Primary Source: The Wesleyan Media Project

The Wesleyan Media Project has become a go-to authority for election-related data.

The 2018 election season surprised many with its record-breaking volume of political advertising. For real-time insights into the ad war playing out, numerous mainstream media outlets turned to Wesleyan Associate Professor of Government Erika Franklin Fowler and her colleagues at the Wesleyan Media Project (WMP). In October 2018 alone, close to 3,000 news articles cited WMP’s research or quoted one of its codirectors for analysis. Which are the hottest races? Which candidates’ ads are dominating the airwaves? What issues are the major parties focused on? And who is paying for all these ads?

How do they answer these perennially interesting questions? Data. Since 2010, the Wesleyan Media Project has tracked the volume and content of political advertising on local broadcast and national cable television in all 210 media markets in the United States. The underlying data comes from Kantar/CMAG, a commercial company that sells it to parties, candidates, news media, and others who have an interest in knowing what is being said on airwaves across the country.

“Students who work for us—through paid research assistant positions or through tutorials in the classroom—watch each video and answer a host of questions including the sponsor, tone, and issues mentioned in the ad, which we then merge back to the frequency database that tells us how often, on which programs and stations, and during which days and times each ad aired,” explained Fowler. “From there we analyze aggregate trends—in issue discussion, tone, and spending (including dark money spending)—releasing information in real time on these analyses to news media and the public.”

“We are the only publicly available source of this information,” she adds, noting that the codirectors also use this information to inform their scholarly research.

In 2018, for the first time, WMP also analyzed and reported on social media advertising in a sampling of races, using data from Facebook and Google Ad Services. “We are fortunate to be among a small number of organizations that have access to the Facebook API, which enables us to systematically pull information from their archive,” Fowler said.
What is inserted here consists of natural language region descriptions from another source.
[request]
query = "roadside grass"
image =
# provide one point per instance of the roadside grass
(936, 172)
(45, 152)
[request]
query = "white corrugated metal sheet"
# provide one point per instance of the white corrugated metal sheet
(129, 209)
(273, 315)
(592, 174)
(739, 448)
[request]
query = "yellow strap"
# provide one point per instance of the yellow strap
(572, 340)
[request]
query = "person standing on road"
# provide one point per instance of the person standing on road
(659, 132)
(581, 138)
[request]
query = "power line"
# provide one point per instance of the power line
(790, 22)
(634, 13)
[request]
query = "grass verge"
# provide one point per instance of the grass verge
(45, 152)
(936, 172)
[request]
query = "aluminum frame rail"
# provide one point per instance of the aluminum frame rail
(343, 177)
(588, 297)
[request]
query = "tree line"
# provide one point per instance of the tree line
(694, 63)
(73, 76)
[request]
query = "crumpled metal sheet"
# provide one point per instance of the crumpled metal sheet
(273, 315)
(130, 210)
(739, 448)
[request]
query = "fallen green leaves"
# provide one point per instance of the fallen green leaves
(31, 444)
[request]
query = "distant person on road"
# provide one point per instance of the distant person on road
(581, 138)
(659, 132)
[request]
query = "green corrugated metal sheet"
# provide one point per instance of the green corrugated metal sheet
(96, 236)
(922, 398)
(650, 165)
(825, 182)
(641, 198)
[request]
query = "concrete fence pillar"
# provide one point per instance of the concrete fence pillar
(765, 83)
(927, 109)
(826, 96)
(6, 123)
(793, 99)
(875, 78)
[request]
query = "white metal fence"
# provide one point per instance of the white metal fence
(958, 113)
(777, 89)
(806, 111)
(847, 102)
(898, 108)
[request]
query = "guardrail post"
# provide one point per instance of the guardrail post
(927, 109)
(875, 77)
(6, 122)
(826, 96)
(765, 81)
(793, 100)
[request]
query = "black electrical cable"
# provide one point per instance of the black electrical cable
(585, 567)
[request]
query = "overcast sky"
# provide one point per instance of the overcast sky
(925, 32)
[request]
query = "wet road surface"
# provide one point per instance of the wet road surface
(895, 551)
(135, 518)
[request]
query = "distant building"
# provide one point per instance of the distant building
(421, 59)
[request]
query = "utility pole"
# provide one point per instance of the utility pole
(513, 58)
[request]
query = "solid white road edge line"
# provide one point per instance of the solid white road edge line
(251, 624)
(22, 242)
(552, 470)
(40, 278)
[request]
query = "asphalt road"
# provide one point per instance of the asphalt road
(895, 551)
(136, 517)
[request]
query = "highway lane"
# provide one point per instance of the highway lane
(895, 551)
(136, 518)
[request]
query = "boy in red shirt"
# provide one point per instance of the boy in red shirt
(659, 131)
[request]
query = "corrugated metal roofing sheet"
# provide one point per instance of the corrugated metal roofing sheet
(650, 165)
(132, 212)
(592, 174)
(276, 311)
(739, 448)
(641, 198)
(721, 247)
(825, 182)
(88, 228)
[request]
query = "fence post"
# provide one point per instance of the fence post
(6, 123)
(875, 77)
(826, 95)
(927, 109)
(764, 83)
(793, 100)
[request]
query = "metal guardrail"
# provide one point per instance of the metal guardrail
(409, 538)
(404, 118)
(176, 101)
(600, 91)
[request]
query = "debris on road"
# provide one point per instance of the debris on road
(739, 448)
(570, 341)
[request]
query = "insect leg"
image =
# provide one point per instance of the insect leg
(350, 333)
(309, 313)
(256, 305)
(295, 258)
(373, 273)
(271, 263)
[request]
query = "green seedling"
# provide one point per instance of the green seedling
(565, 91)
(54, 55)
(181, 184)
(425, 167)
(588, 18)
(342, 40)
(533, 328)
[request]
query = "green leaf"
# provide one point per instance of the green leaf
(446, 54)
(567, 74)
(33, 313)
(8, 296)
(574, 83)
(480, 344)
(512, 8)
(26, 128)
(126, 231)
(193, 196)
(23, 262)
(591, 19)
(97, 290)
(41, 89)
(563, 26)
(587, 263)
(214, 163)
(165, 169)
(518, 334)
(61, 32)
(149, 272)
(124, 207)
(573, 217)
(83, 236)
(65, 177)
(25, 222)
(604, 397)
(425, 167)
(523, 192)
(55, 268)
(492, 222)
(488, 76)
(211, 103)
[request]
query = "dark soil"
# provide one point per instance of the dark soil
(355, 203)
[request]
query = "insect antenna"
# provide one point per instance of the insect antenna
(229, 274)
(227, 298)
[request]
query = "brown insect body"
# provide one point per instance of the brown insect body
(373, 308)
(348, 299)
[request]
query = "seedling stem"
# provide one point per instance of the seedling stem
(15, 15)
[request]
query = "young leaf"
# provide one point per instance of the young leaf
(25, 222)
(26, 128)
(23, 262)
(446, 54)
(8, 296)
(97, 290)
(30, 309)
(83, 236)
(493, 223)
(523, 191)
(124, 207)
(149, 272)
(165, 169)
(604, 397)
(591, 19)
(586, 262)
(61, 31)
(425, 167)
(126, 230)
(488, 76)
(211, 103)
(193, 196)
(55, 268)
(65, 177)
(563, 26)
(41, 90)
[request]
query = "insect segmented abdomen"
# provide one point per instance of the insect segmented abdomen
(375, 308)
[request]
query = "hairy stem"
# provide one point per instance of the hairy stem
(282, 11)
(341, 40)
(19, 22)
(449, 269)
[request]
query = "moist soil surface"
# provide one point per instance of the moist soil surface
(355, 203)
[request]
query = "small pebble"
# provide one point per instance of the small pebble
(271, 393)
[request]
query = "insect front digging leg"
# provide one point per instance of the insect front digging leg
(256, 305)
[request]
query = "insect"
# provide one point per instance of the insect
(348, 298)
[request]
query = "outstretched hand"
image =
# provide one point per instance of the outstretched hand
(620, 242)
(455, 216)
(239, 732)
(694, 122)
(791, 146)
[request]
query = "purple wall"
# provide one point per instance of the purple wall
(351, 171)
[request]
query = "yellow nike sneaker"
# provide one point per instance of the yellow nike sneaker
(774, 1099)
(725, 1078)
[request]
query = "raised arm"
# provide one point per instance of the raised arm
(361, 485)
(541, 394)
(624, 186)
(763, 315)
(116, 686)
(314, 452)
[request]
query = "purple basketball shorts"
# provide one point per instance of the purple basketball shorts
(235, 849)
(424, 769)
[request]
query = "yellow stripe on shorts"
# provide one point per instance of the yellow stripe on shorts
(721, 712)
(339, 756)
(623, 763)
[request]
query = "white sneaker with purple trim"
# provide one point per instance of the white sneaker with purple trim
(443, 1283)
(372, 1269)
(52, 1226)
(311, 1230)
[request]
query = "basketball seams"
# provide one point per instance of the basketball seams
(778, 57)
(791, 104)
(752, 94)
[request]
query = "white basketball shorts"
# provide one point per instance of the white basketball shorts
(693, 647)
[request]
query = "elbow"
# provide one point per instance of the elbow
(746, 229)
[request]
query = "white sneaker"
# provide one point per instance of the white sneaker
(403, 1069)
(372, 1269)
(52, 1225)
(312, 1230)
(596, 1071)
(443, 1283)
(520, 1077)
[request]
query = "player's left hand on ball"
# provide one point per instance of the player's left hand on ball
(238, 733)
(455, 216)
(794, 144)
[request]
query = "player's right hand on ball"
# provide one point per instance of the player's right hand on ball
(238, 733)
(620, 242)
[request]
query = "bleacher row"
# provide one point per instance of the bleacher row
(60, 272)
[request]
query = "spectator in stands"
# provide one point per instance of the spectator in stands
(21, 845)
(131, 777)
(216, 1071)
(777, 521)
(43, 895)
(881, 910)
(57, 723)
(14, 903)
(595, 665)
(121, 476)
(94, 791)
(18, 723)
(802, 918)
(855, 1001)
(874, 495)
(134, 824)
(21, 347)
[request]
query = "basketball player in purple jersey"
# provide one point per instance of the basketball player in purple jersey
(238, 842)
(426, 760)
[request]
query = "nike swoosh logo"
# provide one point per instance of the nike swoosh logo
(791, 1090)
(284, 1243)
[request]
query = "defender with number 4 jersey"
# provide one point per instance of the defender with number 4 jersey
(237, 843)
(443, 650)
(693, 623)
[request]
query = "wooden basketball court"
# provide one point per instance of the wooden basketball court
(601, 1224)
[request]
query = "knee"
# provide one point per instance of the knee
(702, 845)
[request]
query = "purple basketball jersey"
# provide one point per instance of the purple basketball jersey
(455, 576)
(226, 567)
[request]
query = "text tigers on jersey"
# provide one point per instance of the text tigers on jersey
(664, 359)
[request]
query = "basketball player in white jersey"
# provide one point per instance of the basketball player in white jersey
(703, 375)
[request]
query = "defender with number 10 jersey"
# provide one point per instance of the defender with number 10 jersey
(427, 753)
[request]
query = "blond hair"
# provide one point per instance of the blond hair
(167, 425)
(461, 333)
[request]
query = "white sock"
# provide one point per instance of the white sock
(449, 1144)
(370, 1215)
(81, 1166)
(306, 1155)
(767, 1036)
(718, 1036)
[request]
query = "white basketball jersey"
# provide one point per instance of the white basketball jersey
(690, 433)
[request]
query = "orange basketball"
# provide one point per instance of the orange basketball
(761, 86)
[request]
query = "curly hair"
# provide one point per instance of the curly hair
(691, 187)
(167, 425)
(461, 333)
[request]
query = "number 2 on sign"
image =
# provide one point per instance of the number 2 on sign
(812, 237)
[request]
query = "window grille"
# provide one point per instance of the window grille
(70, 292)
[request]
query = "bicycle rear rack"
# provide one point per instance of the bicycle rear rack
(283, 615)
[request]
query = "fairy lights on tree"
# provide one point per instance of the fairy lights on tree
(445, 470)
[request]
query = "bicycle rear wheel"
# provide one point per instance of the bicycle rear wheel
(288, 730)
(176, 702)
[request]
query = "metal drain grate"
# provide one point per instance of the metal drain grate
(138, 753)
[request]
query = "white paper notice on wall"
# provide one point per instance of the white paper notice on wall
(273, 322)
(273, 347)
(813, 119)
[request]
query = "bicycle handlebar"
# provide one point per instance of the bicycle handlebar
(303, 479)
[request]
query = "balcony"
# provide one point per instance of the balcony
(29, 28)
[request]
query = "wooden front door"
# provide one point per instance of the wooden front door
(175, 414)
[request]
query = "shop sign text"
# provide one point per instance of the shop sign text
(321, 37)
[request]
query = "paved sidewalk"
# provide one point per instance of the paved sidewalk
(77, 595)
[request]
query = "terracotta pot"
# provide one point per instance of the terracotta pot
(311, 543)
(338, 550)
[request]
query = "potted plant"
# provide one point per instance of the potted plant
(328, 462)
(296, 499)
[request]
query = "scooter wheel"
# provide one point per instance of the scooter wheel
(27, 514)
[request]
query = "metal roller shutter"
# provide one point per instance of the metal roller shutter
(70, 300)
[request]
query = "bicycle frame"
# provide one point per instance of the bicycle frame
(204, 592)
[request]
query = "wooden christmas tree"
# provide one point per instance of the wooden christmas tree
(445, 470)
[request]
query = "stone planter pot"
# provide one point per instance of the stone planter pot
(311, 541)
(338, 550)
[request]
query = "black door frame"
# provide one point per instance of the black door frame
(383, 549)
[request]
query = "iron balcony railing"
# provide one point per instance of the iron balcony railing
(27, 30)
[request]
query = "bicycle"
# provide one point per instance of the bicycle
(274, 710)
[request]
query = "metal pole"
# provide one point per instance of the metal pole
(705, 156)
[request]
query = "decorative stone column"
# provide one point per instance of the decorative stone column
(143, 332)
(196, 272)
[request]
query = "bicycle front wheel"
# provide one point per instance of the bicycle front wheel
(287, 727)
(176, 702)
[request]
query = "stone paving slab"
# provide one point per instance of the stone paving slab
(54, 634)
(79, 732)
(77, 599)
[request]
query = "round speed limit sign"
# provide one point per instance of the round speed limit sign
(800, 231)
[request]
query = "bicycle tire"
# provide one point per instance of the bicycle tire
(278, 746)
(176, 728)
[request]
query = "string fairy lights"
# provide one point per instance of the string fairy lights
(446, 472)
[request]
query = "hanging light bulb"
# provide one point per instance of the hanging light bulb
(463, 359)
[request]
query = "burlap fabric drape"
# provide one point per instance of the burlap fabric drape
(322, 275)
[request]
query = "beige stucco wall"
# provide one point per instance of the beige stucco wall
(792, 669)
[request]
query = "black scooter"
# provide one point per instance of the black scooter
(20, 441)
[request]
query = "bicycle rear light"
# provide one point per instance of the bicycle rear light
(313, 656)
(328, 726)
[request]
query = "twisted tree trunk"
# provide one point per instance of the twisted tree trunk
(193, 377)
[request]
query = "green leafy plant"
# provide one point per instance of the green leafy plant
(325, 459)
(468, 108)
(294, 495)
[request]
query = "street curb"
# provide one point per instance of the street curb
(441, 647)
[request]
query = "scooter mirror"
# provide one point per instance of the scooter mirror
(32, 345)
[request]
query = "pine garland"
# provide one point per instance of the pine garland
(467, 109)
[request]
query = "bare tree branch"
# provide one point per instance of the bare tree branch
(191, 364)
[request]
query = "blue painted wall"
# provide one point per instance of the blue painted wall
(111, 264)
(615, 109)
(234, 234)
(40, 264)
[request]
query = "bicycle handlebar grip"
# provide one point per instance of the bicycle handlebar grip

The volume and content of social media data is “several orders of magnitude larger than what we typically analyze on television,” she said. “We’ve been working in partnership with the Quantitative Analysis Center for some time on scalable methods on some other projects and are now applying those to this new challenge.”

Through a combination of external funding and support from the Office of Academic Affairs, in January WMP added a pre-doctoral fellow to the team, who will work on audiovisual computational methods to help replicate and extend the coding done by students.

Though 2018 made it clear that the great tradition of the TV campaign ad isn’t going away any time soon, Fowler expects the role of digital advertising to continue growing in 2020 and beyond.

In the immediate future, she said, “We’re keeping an eye on technological developments in the distribution method of television advertising allowing advertisers to target specific households rather than geographic areas, which will result in targeting on TV that is more similar to what is currently going on online.”